In one embodiment, the present invention comprises a vocoder having at least one input and at least one output, an encoder comprising a filter having at least one input operably connected to the input of the vocoder and at least one output, a decoder comprising a synthesizer having at least one input operably connected to the at least one output of the encoder, and at least one output operably connected to the at least one output of the vocoder, wherein the encoder comprises a memory and the encoder is adapted to execute instructions stored in the memory comprising classifying speech segments and encoding speech segments, and the decoder comprises a memory and the decoder is adapted to execute instructions stored in the memory comprising time-warping a residual speech signal to an expanded or compressed version of the residual speech signal.
Legal claims defining the scope of protection, as filed with the USPTO.
1. A method communicating speech, comprising: receiving a residual speech signal, wherein the residual speech signal is based on speech segments that were encoded using prototype pitch period (PPP), code-excited linear prediction (CELP), noise-excited linear prediction (NELP) or ⅛ frame coding; time-warping a residual speech segment in the residual speech signal by adding or subtracting at least one sample to the residual speech segment, wherein one of a plurality of different time-warping methods is selected based on whether the speech segment was encoded using prototype pitch period, code-excited linear prediction, noise-excited linear prediction or ⅛ frame coding, wherein if the speech segment was encoded using CELP, the time warping method comprises: estimating pitch delays in the residual speech signal; dividing the residual speech signal into pitch periods, wherein boundaries of said pitch periods are determined using pitch delays at various points in the residual speech signal; overlapping said pitch periods if said residual speech signal is decreased; adding said pitch periods if said residual speech signal is increased; and generating a synthesized speech signal based on said time-warped residual speech signal.
2. The method of communicating speech according to claim 1 , further comprising the steps of: classifying speech frames; encoding the frames, comprising: sending said speech signal through a linear predictive coding filter, whereby short-term correlations in said speech signal are filtered out; and outputting linear predictive coding coefficients and the residual signal.
3. The method of communicating speech according to claim 2 , wherein said step of classifying speech frames comprises categorizing speech frames as periodic, slightly periodic or noisy depending on whether the frames represents voiced, unvoiced or transient speech.
4. The method according to claim 1 , wherein said step of time-warping comprises the steps of: interpolating at least one pitch period; and wherein said adding or subtracting comprises: adding said at least one pitch period when expanding said residual speech signal; and subtracting said at least one pitch period when compressing said residual speech signal.
5. The method according to claim 2 , wherein if the encoding uses noise-excited linear prediction encoding, said step of encoding further comprises encoding linear predictive coding information as gains of different parts of a speech segment.

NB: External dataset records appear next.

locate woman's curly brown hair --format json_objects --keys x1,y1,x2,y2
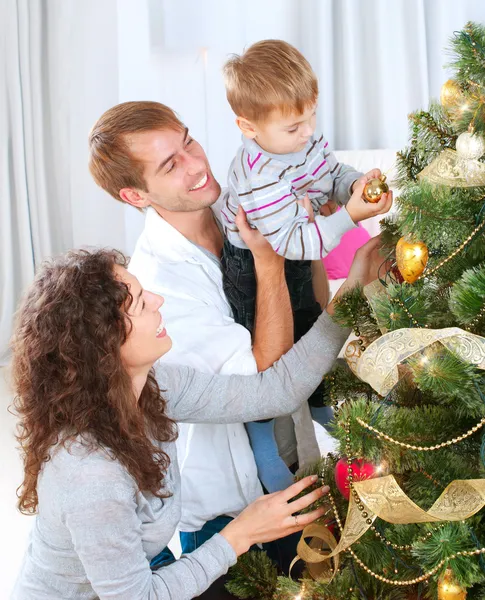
[{"x1": 11, "y1": 248, "x2": 177, "y2": 514}]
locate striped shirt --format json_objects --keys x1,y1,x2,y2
[{"x1": 224, "y1": 133, "x2": 362, "y2": 260}]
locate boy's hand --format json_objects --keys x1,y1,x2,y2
[
  {"x1": 346, "y1": 180, "x2": 393, "y2": 224},
  {"x1": 351, "y1": 168, "x2": 383, "y2": 194}
]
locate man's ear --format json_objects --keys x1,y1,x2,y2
[
  {"x1": 236, "y1": 117, "x2": 258, "y2": 139},
  {"x1": 119, "y1": 188, "x2": 151, "y2": 209}
]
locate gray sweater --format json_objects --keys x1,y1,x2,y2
[{"x1": 12, "y1": 311, "x2": 348, "y2": 600}]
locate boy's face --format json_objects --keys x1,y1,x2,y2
[{"x1": 240, "y1": 103, "x2": 317, "y2": 155}]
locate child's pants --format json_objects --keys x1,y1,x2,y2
[{"x1": 222, "y1": 239, "x2": 332, "y2": 492}]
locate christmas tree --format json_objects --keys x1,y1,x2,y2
[{"x1": 227, "y1": 22, "x2": 485, "y2": 600}]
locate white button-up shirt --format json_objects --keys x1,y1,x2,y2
[{"x1": 129, "y1": 199, "x2": 263, "y2": 532}]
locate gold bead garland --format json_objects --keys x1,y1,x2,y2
[
  {"x1": 355, "y1": 416, "x2": 485, "y2": 451},
  {"x1": 468, "y1": 304, "x2": 485, "y2": 332},
  {"x1": 392, "y1": 297, "x2": 429, "y2": 328},
  {"x1": 348, "y1": 546, "x2": 485, "y2": 587},
  {"x1": 324, "y1": 473, "x2": 485, "y2": 587},
  {"x1": 370, "y1": 524, "x2": 434, "y2": 551},
  {"x1": 328, "y1": 374, "x2": 340, "y2": 416},
  {"x1": 322, "y1": 482, "x2": 467, "y2": 587},
  {"x1": 324, "y1": 419, "x2": 485, "y2": 587},
  {"x1": 415, "y1": 219, "x2": 485, "y2": 282}
]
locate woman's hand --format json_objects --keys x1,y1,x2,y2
[
  {"x1": 346, "y1": 234, "x2": 388, "y2": 288},
  {"x1": 326, "y1": 235, "x2": 389, "y2": 314},
  {"x1": 220, "y1": 475, "x2": 329, "y2": 556}
]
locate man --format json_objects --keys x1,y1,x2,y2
[{"x1": 88, "y1": 101, "x2": 331, "y2": 561}]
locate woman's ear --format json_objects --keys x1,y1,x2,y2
[{"x1": 236, "y1": 117, "x2": 258, "y2": 140}]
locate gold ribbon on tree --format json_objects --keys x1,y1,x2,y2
[
  {"x1": 355, "y1": 326, "x2": 485, "y2": 396},
  {"x1": 289, "y1": 521, "x2": 340, "y2": 582},
  {"x1": 418, "y1": 148, "x2": 485, "y2": 187},
  {"x1": 296, "y1": 476, "x2": 485, "y2": 575}
]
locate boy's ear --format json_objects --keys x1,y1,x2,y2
[{"x1": 236, "y1": 117, "x2": 258, "y2": 139}]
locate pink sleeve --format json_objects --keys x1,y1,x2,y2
[{"x1": 322, "y1": 210, "x2": 371, "y2": 279}]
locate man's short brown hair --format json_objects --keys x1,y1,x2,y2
[
  {"x1": 88, "y1": 101, "x2": 184, "y2": 202},
  {"x1": 223, "y1": 39, "x2": 318, "y2": 124}
]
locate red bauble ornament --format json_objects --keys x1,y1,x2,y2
[
  {"x1": 334, "y1": 457, "x2": 377, "y2": 500},
  {"x1": 391, "y1": 264, "x2": 405, "y2": 284}
]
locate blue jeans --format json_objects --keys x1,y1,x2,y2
[
  {"x1": 246, "y1": 405, "x2": 334, "y2": 492},
  {"x1": 150, "y1": 516, "x2": 232, "y2": 569},
  {"x1": 180, "y1": 515, "x2": 233, "y2": 554},
  {"x1": 151, "y1": 514, "x2": 302, "y2": 576}
]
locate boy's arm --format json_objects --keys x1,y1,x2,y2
[
  {"x1": 321, "y1": 142, "x2": 363, "y2": 206},
  {"x1": 238, "y1": 174, "x2": 357, "y2": 260}
]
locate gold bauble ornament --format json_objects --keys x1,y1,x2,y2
[
  {"x1": 363, "y1": 175, "x2": 389, "y2": 203},
  {"x1": 455, "y1": 131, "x2": 485, "y2": 160},
  {"x1": 440, "y1": 79, "x2": 465, "y2": 112},
  {"x1": 438, "y1": 568, "x2": 467, "y2": 600},
  {"x1": 396, "y1": 237, "x2": 429, "y2": 284}
]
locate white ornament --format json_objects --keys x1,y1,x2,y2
[{"x1": 455, "y1": 131, "x2": 485, "y2": 160}]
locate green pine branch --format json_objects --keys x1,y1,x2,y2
[
  {"x1": 450, "y1": 264, "x2": 485, "y2": 329},
  {"x1": 332, "y1": 286, "x2": 382, "y2": 345},
  {"x1": 448, "y1": 22, "x2": 485, "y2": 134},
  {"x1": 225, "y1": 551, "x2": 278, "y2": 599}
]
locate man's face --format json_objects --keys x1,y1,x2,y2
[{"x1": 126, "y1": 127, "x2": 221, "y2": 212}]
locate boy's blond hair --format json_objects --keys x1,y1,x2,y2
[{"x1": 223, "y1": 39, "x2": 318, "y2": 123}]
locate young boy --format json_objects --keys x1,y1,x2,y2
[{"x1": 222, "y1": 40, "x2": 392, "y2": 493}]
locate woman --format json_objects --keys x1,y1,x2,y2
[{"x1": 11, "y1": 237, "x2": 383, "y2": 599}]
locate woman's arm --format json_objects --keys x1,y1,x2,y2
[
  {"x1": 160, "y1": 235, "x2": 386, "y2": 424},
  {"x1": 159, "y1": 308, "x2": 348, "y2": 423},
  {"x1": 62, "y1": 452, "x2": 236, "y2": 600}
]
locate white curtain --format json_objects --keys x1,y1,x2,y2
[
  {"x1": 119, "y1": 0, "x2": 485, "y2": 244},
  {"x1": 0, "y1": 0, "x2": 73, "y2": 364},
  {"x1": 3, "y1": 0, "x2": 485, "y2": 362},
  {"x1": 0, "y1": 0, "x2": 125, "y2": 364},
  {"x1": 150, "y1": 0, "x2": 485, "y2": 159}
]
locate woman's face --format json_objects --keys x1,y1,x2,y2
[{"x1": 116, "y1": 266, "x2": 172, "y2": 372}]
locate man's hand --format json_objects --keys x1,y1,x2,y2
[
  {"x1": 319, "y1": 200, "x2": 337, "y2": 217},
  {"x1": 297, "y1": 193, "x2": 315, "y2": 223},
  {"x1": 351, "y1": 168, "x2": 383, "y2": 194},
  {"x1": 235, "y1": 206, "x2": 282, "y2": 264}
]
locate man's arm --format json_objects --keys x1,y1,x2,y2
[
  {"x1": 311, "y1": 260, "x2": 330, "y2": 310},
  {"x1": 235, "y1": 208, "x2": 293, "y2": 371}
]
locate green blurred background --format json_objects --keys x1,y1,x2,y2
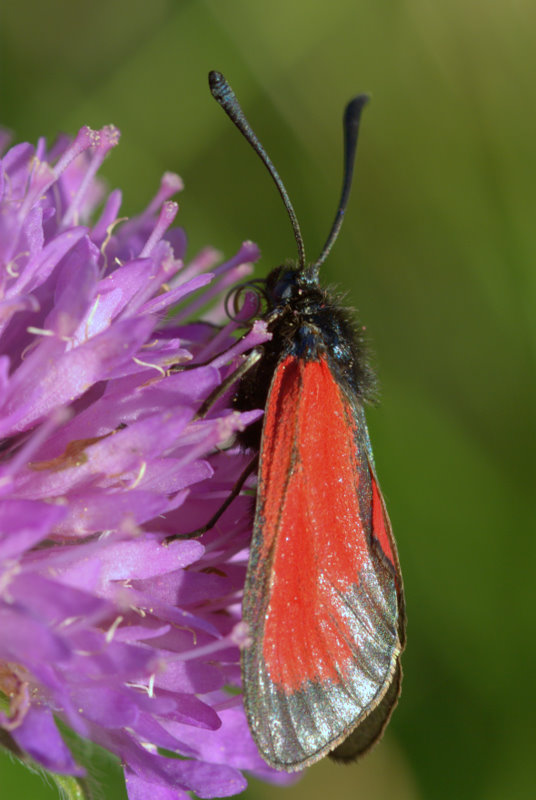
[{"x1": 1, "y1": 1, "x2": 534, "y2": 798}]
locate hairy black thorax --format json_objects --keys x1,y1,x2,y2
[{"x1": 234, "y1": 264, "x2": 376, "y2": 450}]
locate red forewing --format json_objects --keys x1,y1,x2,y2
[{"x1": 241, "y1": 354, "x2": 404, "y2": 770}]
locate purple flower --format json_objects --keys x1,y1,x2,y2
[{"x1": 0, "y1": 126, "x2": 289, "y2": 798}]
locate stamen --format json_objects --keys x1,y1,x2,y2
[
  {"x1": 170, "y1": 246, "x2": 220, "y2": 285},
  {"x1": 62, "y1": 125, "x2": 121, "y2": 227},
  {"x1": 176, "y1": 626, "x2": 244, "y2": 663},
  {"x1": 84, "y1": 295, "x2": 101, "y2": 339},
  {"x1": 144, "y1": 172, "x2": 184, "y2": 217},
  {"x1": 26, "y1": 326, "x2": 55, "y2": 337},
  {"x1": 18, "y1": 127, "x2": 95, "y2": 222},
  {"x1": 139, "y1": 201, "x2": 178, "y2": 258},
  {"x1": 127, "y1": 462, "x2": 147, "y2": 490},
  {"x1": 211, "y1": 240, "x2": 260, "y2": 277},
  {"x1": 105, "y1": 615, "x2": 124, "y2": 643},
  {"x1": 99, "y1": 216, "x2": 128, "y2": 276},
  {"x1": 132, "y1": 356, "x2": 166, "y2": 377}
]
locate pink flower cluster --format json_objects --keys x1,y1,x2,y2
[{"x1": 0, "y1": 126, "x2": 287, "y2": 798}]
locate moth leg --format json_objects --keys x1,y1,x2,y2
[
  {"x1": 164, "y1": 456, "x2": 258, "y2": 542},
  {"x1": 195, "y1": 348, "x2": 262, "y2": 419},
  {"x1": 164, "y1": 348, "x2": 262, "y2": 543}
]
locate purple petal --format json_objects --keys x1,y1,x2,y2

6. The method according to claim 1 , wherein said step of overlapping said pitch periods if said speech residual signal is decreased comprises: segmenting an input sample sequence into blocks of samples; removing segments of said residual signal at regular time intervals; merging said removed segments; and replacing said removed segments with a merged segment.

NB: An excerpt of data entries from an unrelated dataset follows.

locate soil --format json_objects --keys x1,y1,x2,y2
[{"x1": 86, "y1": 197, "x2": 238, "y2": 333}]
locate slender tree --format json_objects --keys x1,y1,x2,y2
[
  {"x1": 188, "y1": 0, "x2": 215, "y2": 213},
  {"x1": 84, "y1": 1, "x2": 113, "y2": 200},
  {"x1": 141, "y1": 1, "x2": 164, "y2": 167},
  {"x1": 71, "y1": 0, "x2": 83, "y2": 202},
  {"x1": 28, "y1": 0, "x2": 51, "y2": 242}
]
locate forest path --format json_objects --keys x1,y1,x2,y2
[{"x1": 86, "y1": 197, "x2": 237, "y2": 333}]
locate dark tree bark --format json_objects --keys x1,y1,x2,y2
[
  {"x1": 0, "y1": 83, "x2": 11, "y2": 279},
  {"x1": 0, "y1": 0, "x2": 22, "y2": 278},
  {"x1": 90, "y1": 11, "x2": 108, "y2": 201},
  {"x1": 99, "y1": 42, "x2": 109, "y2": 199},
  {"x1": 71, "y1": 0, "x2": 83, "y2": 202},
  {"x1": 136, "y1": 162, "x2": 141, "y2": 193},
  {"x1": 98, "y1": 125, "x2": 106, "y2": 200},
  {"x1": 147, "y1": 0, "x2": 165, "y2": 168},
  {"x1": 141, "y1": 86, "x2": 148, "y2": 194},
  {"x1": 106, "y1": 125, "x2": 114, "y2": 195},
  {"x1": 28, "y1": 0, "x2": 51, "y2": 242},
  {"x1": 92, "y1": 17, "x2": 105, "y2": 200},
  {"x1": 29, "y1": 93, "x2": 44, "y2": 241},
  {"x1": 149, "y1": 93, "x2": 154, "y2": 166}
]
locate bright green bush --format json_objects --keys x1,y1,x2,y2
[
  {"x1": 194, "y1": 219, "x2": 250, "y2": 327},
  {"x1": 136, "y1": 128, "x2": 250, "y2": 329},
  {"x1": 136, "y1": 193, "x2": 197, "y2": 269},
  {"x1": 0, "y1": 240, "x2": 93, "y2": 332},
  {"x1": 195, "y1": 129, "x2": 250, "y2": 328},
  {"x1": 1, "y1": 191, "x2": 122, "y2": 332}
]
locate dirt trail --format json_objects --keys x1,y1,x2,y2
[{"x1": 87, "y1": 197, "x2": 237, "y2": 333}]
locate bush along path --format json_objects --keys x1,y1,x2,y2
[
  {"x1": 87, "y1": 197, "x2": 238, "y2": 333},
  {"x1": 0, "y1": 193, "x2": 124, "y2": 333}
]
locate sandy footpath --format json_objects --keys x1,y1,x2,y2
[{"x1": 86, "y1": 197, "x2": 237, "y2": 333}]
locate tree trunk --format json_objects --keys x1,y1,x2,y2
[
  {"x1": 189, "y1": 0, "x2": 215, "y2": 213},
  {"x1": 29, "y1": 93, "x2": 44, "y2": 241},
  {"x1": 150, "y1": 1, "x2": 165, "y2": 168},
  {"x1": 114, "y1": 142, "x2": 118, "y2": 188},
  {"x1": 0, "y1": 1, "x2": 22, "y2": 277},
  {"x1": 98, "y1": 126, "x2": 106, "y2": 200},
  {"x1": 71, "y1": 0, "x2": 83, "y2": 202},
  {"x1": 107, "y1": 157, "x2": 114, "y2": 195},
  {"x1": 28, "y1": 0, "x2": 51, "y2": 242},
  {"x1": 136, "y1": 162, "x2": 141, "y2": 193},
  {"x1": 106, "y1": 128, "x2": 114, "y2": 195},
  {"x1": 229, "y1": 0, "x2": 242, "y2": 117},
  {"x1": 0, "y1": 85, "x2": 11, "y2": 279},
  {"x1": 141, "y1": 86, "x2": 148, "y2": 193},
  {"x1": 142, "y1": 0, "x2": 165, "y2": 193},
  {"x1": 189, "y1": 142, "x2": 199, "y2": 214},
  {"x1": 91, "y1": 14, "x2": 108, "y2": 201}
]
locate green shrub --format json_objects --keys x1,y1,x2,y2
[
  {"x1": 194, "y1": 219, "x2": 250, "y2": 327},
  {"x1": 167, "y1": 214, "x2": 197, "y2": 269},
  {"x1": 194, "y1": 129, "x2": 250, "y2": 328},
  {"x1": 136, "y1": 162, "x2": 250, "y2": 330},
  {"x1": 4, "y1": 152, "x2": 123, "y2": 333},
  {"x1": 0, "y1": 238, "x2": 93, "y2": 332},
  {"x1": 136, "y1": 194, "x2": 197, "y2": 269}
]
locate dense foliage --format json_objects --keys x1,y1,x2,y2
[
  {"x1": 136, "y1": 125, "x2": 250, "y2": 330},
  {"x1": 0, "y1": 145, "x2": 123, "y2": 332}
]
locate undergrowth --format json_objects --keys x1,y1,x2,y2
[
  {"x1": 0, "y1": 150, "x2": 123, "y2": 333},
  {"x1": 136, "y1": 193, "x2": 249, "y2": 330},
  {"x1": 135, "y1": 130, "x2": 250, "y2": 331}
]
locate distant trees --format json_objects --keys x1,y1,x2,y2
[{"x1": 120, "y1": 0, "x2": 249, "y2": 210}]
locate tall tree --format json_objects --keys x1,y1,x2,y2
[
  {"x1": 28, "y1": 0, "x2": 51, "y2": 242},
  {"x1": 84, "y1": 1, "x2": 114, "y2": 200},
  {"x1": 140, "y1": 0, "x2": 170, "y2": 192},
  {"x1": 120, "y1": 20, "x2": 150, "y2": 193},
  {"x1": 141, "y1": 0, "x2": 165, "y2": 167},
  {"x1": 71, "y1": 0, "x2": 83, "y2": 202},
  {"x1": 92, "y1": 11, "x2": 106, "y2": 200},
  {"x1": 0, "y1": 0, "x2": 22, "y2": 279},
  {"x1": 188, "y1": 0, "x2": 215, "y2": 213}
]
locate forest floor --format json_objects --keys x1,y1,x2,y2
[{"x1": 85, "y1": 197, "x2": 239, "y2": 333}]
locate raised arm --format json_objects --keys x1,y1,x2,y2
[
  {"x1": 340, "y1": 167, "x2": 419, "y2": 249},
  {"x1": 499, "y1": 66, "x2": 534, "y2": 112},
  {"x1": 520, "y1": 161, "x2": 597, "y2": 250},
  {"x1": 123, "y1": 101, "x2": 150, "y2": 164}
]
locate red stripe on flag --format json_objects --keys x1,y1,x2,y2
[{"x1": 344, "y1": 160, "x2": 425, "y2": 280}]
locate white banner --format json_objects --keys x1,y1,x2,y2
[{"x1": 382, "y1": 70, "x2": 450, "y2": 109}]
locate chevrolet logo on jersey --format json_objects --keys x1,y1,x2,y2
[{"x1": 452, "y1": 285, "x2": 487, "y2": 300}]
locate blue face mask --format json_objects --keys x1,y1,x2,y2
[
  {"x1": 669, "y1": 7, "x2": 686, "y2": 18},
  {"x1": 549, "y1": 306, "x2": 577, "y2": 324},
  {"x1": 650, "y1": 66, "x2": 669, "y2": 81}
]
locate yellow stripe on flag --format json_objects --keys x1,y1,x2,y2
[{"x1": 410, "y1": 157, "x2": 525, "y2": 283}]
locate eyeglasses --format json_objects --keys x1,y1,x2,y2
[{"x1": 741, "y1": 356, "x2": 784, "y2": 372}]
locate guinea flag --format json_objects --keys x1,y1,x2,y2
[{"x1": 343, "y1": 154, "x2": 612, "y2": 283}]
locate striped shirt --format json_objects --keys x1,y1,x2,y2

7. The method according to claim 1 , wherein said step of estimating pitch delay comprises interpolating between a pitch delay of an end of a last frame and an end of a current frame.

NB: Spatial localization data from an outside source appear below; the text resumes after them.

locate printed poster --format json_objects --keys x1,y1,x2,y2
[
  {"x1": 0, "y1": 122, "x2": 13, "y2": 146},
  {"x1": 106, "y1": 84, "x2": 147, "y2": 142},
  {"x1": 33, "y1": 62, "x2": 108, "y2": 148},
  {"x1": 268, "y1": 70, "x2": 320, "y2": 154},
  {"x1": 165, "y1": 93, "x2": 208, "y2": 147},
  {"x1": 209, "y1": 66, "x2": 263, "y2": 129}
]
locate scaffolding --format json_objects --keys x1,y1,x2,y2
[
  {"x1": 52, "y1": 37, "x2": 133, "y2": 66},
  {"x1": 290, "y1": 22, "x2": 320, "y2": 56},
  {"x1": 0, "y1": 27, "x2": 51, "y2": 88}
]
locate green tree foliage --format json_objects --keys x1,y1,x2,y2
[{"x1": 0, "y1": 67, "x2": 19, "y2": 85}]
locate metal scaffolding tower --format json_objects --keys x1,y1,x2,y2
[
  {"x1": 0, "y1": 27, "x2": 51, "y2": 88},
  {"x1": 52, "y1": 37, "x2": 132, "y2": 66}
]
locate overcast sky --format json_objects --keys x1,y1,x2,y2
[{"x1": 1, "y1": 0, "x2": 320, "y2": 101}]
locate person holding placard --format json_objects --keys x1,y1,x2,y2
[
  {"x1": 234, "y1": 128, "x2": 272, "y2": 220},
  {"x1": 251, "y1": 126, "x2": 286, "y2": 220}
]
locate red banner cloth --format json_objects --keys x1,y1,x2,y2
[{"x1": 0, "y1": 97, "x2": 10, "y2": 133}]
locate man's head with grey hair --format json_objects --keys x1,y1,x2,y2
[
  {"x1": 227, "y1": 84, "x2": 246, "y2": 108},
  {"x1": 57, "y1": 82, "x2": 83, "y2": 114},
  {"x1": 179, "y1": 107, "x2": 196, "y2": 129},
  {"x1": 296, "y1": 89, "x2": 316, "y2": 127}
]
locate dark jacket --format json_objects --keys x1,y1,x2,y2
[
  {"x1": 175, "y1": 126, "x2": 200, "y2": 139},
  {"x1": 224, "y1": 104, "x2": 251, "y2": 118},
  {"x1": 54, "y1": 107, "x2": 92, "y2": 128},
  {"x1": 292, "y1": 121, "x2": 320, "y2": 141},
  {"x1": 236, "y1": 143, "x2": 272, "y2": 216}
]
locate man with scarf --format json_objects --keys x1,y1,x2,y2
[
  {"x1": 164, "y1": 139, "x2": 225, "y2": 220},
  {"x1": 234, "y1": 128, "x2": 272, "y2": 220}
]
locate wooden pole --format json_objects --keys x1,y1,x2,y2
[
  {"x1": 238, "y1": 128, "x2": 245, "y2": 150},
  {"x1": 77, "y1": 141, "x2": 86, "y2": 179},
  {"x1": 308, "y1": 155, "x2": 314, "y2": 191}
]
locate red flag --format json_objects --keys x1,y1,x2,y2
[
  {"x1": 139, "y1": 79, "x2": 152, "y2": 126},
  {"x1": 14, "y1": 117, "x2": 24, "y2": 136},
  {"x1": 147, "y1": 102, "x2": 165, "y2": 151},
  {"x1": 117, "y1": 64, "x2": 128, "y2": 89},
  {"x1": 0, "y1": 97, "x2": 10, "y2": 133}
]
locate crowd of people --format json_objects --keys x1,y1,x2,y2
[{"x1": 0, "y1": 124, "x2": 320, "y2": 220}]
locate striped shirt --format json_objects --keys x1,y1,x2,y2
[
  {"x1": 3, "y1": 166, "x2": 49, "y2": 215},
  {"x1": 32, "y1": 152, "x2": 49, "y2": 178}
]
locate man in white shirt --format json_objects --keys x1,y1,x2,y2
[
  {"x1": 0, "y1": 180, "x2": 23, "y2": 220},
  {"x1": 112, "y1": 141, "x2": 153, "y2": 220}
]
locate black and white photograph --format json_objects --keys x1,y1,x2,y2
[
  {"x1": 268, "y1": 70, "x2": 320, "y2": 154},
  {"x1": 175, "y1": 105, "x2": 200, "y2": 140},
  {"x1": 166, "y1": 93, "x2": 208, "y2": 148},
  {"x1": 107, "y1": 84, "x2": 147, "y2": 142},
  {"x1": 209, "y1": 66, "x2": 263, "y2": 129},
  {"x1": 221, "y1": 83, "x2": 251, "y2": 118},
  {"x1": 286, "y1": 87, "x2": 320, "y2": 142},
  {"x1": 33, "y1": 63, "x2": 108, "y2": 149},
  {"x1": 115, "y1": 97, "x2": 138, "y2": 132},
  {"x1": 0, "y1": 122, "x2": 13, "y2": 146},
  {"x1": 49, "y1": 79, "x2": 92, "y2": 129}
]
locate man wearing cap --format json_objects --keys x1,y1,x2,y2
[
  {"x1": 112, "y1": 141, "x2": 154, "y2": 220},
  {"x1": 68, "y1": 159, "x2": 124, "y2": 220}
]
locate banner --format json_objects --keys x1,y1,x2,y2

8. The method according to claim 1 , wherein said step of adding said pitch periods comprises merging speech segments.
9. The method according to claim 1 , wherein said step of adding said pitch periods if said residual speech signal is increased comprises adding an additional pitch period created from a first pitch segment and a second pitch period segment.
10. The method according to claim 5 , wherein said gains are encoded for sets of speech samples.
11. The method according to claim 6 , wherein said step of merging said removed segments comprises increasing a first pitch period segment's contribution and decreasing a second pitch period segment's contribution.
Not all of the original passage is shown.